Только вот на берегу, в выстуженном гарнизоне, у кап-три был свой личный командир. Жена. Из тех амбициозных флотских "цариц морских", что кроят жизнь мужа по адмиральским лекалам, режут мир на правильные и неправильные сектора и точно знают, где нужно улыбнуться флагману, а где промолчать.
Мать умерла давно, ещё до поступления Ильи в училище. А отец... да, Илья отца любил. До скрипа в зубах, до ноющей, почти физической боли под ребрами, когда стоял вахту в центральном посту и вдруг вспоминал запах антоновки с родного хутора. Но вырваться не мог. Служба, бесконечные проверки, комиссии, штабные учения, а дома — жена со своим вечным политпросветом: «Илюша, нам нужно думать о переводе в Питер, о будущем, а не о твоём сумасшедшем старике с его грядками. Пошлём ему денег, ему хватит, ему много не надо... сколько ты пошлёшь ему? Двадцать пять - хватит с лихвой!».
И Илья себя оправдывал. Он выстраивал в голове безупречные, логичные схемы, как отсеки на лодке. Убеждал себя, что вот сдадут задачу, отстреляются, придут с автономки — и тогда обязательно. На целый месяц маханет в Печоры. Отсылал почтовые переводы, покупал отцу дорогие радиоприемники, которые тому были даром не нужны. А внутри, под чёрной форменной тужуркой с золотыми шевронами, глухо выла и рвалась на части отчаянная душа. Он понимал, что предаёт. Предаёт самое главное ради карьеры, ради спокойствия в гарнизонной квартире, но инерция системы тащила его вперед, и он покорно шёл на дно в этой комфортной лжи.
Как-то ночью кто-то долго стучал в покосившуюся калитку на хуторе. Дед Мыся встал, долго кашлял, накинул старый бушлат — ещё Илюхин, курсантский. Вышел в темень, ощупывая дорогу. От ледяного ветра зашлась голова.
— Кто там? — крикнул старик сиплым голосом.
Никто не ответил. Только ветер свистел в голых ветках клена, который они с Илюшкой посадили лет тридцать назад. Дед потрогал озябший, шершавый ствол, вернулся в избу, зажёг свет и долго, криво выводя буквы слабеющей рукой, писал письмо.
«Сынок, Илюша. Зиму эту я не переживу. Приезжай хоть на день. Дай поглядеть на тебя. Старый я стал, ходить не могу, сидеть тяжело, смерть забыла ко мне дорогу. Тяжело мне, сынок. Ничего не надо, только поглядеть».
Письмо Илья получил после схода на берег. Разорвал конверт прямо на пирсе. Прочёл. И что-то внутри хрустнуло, как лопается титановый корпус на запредельной глубине. Весь этот холод Севера, этот вечный, пробирающий до костей мурманский мороз, которым он так гордился, вдруг показался ему ничтожным сквозняком по сравнению с тем абсолютным ледяным ужасом, что дыхнул на него с тетрадного листка.
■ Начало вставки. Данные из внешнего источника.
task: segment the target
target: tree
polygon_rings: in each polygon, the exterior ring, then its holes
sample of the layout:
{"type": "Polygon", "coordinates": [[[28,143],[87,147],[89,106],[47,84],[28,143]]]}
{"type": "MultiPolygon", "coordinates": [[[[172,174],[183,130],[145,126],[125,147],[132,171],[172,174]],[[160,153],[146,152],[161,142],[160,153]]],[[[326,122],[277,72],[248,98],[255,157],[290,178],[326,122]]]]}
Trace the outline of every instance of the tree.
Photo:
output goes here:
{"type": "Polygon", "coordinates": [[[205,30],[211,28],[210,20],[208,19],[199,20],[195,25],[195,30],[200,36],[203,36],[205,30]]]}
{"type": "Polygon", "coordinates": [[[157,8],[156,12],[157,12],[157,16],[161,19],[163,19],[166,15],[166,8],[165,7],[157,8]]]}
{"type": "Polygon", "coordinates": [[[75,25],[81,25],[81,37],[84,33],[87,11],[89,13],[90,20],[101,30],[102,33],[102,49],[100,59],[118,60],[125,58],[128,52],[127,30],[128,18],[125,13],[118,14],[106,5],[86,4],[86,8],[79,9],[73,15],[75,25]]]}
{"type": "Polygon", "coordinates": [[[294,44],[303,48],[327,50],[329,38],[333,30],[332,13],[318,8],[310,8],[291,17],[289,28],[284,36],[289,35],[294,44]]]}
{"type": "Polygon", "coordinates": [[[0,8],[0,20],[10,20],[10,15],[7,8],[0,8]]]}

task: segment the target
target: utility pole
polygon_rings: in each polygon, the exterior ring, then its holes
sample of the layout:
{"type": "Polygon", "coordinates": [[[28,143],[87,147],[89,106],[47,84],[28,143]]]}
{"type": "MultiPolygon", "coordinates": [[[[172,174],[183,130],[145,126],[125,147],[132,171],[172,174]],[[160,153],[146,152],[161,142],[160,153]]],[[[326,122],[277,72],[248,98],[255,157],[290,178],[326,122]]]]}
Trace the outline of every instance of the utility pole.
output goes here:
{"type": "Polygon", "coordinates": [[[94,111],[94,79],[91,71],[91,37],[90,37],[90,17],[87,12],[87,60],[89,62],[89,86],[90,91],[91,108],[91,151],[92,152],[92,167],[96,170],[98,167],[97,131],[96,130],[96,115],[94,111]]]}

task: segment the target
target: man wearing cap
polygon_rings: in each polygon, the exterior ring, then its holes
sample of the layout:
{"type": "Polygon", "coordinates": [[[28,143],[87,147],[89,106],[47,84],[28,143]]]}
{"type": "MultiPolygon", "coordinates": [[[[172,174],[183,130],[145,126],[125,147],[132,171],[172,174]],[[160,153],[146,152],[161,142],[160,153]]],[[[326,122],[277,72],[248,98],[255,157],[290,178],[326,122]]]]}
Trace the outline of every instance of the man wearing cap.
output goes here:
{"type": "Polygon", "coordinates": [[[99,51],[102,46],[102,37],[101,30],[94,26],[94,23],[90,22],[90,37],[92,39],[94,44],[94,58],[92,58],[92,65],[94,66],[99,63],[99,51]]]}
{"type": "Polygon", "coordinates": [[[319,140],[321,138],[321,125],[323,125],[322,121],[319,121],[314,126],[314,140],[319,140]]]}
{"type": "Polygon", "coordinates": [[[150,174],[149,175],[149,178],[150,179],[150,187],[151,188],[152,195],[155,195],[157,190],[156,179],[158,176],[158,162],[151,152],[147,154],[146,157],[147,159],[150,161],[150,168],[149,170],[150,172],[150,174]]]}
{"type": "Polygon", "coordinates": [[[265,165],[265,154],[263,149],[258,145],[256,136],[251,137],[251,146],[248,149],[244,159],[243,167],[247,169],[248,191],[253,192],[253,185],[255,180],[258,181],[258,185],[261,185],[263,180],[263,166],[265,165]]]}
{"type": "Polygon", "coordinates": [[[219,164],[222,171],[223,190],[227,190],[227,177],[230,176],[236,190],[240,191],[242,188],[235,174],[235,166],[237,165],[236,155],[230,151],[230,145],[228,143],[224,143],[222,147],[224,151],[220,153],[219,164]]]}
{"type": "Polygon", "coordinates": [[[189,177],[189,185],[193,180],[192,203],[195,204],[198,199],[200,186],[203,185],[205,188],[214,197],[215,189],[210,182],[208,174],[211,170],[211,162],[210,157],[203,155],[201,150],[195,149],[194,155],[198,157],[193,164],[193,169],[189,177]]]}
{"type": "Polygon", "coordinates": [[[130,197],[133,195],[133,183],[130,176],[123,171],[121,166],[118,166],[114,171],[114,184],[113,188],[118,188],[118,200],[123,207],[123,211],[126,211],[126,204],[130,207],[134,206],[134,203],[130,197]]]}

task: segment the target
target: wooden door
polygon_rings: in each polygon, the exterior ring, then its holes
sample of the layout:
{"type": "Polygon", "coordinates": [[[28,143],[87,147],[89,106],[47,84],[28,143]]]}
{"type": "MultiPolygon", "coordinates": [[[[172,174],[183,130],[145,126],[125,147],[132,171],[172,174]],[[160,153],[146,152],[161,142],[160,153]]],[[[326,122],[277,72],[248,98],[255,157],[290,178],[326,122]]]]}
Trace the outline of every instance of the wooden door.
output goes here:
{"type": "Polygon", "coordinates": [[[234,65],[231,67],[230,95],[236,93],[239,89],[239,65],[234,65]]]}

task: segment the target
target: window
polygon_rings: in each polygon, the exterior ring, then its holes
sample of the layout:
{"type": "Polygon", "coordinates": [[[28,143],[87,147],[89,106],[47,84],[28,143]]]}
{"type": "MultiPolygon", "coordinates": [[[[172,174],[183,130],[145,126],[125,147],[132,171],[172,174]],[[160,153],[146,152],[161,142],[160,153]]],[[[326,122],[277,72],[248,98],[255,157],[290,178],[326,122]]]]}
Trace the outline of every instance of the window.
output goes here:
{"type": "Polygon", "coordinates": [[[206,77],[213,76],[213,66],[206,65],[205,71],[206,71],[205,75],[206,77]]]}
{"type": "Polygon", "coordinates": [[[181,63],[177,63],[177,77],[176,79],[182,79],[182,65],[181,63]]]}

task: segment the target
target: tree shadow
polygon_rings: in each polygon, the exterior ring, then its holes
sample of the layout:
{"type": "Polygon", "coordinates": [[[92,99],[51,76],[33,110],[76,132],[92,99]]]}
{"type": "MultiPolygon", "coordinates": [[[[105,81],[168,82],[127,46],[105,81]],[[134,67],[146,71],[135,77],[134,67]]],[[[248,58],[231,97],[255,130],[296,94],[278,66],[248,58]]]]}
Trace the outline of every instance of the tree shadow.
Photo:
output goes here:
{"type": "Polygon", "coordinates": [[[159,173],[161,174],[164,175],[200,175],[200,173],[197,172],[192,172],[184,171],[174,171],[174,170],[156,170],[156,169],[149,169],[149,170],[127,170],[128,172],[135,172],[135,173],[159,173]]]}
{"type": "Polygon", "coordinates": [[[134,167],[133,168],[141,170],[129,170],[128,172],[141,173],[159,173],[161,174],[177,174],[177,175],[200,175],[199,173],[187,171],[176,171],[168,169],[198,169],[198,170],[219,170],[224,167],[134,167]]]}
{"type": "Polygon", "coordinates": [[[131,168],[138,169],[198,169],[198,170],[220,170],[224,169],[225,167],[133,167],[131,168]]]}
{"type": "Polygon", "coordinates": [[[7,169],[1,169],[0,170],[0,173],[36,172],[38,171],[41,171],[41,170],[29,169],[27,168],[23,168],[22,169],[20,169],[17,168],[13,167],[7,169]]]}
Он бросил всё. Рапорт по семейным обстоятельствам был написан и брошен на стол командиру; на объяснения о сдаче дел командиру БЧ-2 он просто не стал тратить время. Дома, молча собрав сумку, он в один шаг перешагнул через нарастающую истерику жены, даже не взглянув на её перекошенное от злости лицо. Он хлопнул дверью так, что посыпалась штукатурка, и рванул прочь из Полярного на катере до Североморска, а оттуда — на аэродром Североморск-Один.
В военной авиации билетов не продают, расписаний не вывешивают и стюардесс с леденцами не держат. Там властвует суровый, неписаный закон «попутного борта». Илья ворвался в диспетчерскую, пропахшую густым куревом и растворимым кофе, и с ходу выцепил взглядом командира транспортного Ан-12 — усталого майора в потёртой лётной куртке, с красными от хронического недосыпа глазами.
— Командир, выручай. Батя помирает. До Чкаловского бросишь?
Майор медленно оторвал взгляд от полетного листа. Осмотрел взмыленную физиономию Ильи, блестящие шевроны кап-три, его тяжёлую сумку, в которой характерно звякнула наспех брошенная бутылка коньяка — главная и самая надежная конвертируемая валюта Вооруженных Сил. Лётчики подводников уважали. И те, и другие ходили под смертью, просто на разных эшелонах.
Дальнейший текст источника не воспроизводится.